China and Hong Kong stocks extended losses on Monday as economic data pointed to a slowdown in growth momentum, while a plunge in WuXi Biologics (Cayman) Inc shares on its disappointing forecast further dragged the markets down.

** The blue-chip CSI 300 Index dipped 0.3%, while the Shanghai Composite Index was largely flat.

** Hong Kong's Hang Seng Index dropped 0.6%, hovering around the lowest level in more than a year.

** China's pharma tech giant WuXi Biologics shares were suspended from trading in Hong Kong after it fell over 23%.

** The company on Monday said it expects to see lower revenue growth from development as its 2023 goal was overtly bullish to add 120 projects despite the downturn, and COVID-related revenue declined faster than expected.

** Hang Seng Healthcare Index lost 5% while healthcare companies listed in China A-shares fell 1.8%, following the WuXi Biologics announcement.
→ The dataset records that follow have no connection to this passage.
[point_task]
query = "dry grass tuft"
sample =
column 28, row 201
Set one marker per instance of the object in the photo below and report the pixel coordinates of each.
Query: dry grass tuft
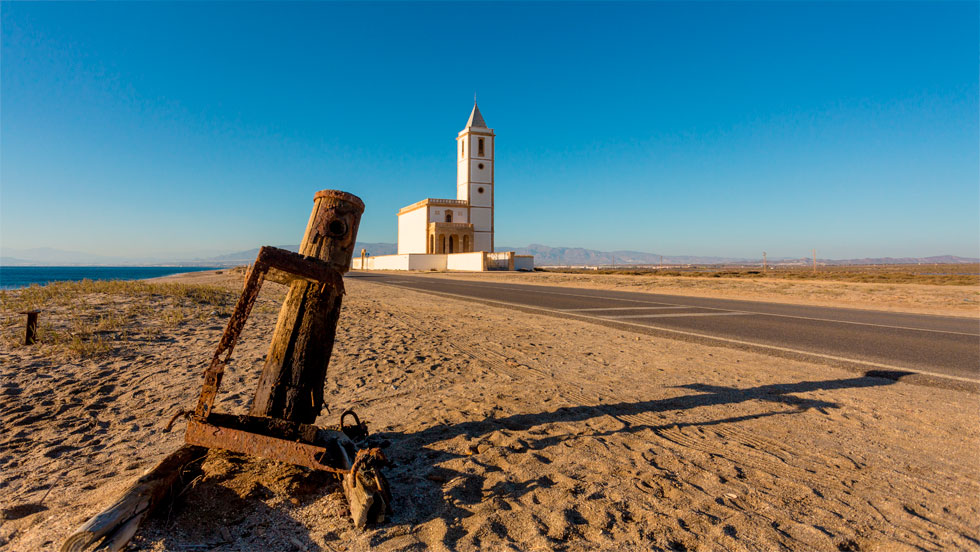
column 76, row 324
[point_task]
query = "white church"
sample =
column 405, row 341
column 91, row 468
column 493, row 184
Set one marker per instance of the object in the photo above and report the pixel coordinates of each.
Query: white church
column 454, row 234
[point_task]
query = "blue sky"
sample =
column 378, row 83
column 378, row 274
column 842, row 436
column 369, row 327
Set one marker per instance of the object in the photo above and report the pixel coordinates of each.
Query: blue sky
column 674, row 128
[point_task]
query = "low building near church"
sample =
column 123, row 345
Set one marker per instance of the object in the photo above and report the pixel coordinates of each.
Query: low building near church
column 454, row 234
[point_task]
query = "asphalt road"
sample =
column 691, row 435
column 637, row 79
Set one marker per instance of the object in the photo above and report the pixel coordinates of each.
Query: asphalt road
column 940, row 346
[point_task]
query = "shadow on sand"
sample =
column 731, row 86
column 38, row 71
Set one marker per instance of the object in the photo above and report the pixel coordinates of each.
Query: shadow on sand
column 211, row 507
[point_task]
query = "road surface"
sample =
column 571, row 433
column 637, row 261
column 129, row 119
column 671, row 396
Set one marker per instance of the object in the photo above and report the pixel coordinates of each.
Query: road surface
column 942, row 347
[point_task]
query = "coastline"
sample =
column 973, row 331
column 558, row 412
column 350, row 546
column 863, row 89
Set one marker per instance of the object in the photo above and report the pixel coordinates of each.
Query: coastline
column 507, row 432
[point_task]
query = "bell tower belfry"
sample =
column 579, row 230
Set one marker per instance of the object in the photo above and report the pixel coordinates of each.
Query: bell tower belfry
column 474, row 177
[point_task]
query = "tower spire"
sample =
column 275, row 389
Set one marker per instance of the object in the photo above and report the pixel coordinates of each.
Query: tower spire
column 476, row 119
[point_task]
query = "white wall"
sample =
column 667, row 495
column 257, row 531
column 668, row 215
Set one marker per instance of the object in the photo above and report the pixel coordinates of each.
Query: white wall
column 465, row 261
column 483, row 175
column 523, row 262
column 383, row 262
column 480, row 217
column 481, row 241
column 411, row 231
column 427, row 262
column 438, row 214
column 478, row 199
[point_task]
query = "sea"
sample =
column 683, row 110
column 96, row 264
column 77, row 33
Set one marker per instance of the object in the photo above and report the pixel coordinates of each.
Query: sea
column 12, row 277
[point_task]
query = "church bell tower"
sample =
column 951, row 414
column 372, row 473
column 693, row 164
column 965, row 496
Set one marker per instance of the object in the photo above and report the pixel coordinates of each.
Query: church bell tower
column 474, row 177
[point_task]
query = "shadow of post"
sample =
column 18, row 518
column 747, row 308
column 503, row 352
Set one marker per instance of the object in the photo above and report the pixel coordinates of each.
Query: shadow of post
column 415, row 494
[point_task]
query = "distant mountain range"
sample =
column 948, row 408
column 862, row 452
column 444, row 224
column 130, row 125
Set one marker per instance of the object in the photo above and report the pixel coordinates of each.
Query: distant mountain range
column 543, row 256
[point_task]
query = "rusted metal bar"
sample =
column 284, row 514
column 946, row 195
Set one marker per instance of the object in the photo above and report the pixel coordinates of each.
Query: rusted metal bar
column 255, row 444
column 271, row 262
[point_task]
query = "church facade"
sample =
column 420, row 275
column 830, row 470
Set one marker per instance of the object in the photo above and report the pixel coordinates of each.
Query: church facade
column 454, row 234
column 464, row 224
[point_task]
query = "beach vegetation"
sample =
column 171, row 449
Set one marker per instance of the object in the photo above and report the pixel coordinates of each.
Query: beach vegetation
column 92, row 318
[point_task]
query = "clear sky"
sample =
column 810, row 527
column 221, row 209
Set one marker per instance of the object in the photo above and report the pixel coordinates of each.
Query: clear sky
column 726, row 129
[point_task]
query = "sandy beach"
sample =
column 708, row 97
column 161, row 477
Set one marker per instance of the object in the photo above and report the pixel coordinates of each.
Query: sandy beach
column 508, row 431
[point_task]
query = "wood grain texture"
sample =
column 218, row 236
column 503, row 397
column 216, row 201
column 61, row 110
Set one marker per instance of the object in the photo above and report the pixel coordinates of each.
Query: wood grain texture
column 291, row 384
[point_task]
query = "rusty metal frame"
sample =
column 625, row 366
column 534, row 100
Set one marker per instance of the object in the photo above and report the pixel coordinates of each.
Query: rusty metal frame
column 249, row 434
column 278, row 265
column 255, row 444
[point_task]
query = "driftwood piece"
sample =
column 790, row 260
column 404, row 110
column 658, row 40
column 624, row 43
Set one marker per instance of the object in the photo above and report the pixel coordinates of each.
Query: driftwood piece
column 291, row 384
column 366, row 488
column 117, row 524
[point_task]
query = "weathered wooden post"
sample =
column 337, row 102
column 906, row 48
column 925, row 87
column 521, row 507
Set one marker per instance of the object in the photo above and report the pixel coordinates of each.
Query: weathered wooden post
column 290, row 392
column 291, row 384
column 30, row 335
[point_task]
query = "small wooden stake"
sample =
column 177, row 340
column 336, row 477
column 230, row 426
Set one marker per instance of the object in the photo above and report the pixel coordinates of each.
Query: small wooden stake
column 115, row 525
column 30, row 336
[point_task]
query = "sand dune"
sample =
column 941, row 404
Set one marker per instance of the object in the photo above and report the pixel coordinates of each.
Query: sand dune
column 508, row 431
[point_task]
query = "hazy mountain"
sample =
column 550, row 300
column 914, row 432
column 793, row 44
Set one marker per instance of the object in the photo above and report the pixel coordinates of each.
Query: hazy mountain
column 576, row 256
column 248, row 256
column 543, row 256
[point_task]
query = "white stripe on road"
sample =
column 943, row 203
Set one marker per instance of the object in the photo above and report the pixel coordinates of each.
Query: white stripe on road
column 672, row 315
column 625, row 308
column 485, row 286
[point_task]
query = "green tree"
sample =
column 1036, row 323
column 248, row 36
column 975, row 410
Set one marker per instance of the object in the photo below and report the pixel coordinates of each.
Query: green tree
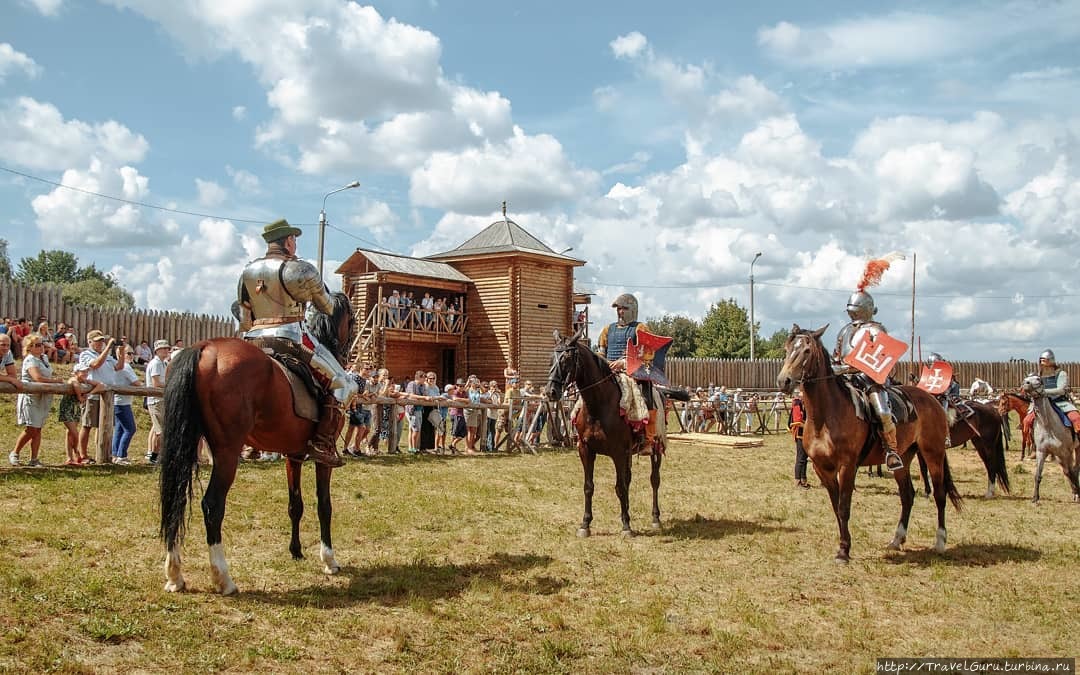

** Investor sentiment continues to be weighed by China's challenging growth environment reflected in the recent economic data.

** Mixed factory activity data for China in November suggests more stimulus will be needed to shore up economic growth

** Barclays analysts think the moderating manufacturing purchasing managers' index (PMI) and contracting services PMI, along with November high frequency data point to the fragility of the recovery as well as a faster deceleration of growth momentum in November.

** "We expect GDP growth to moderate to 2.8% on quarter in Q4, versus 5.6% in Q3, despite the year-end fiscal stimulus," they said.

** Meanwhile on property sector, a hearing into a liquidation petition against China Evergrande Group was adjourned in a Hong Kong court to next month, with the judge asking the embattled developer to hold discussions with relevant authorities on debt restructuring terms.

** Property stocks led the decline in China A-shares, down 2.3%.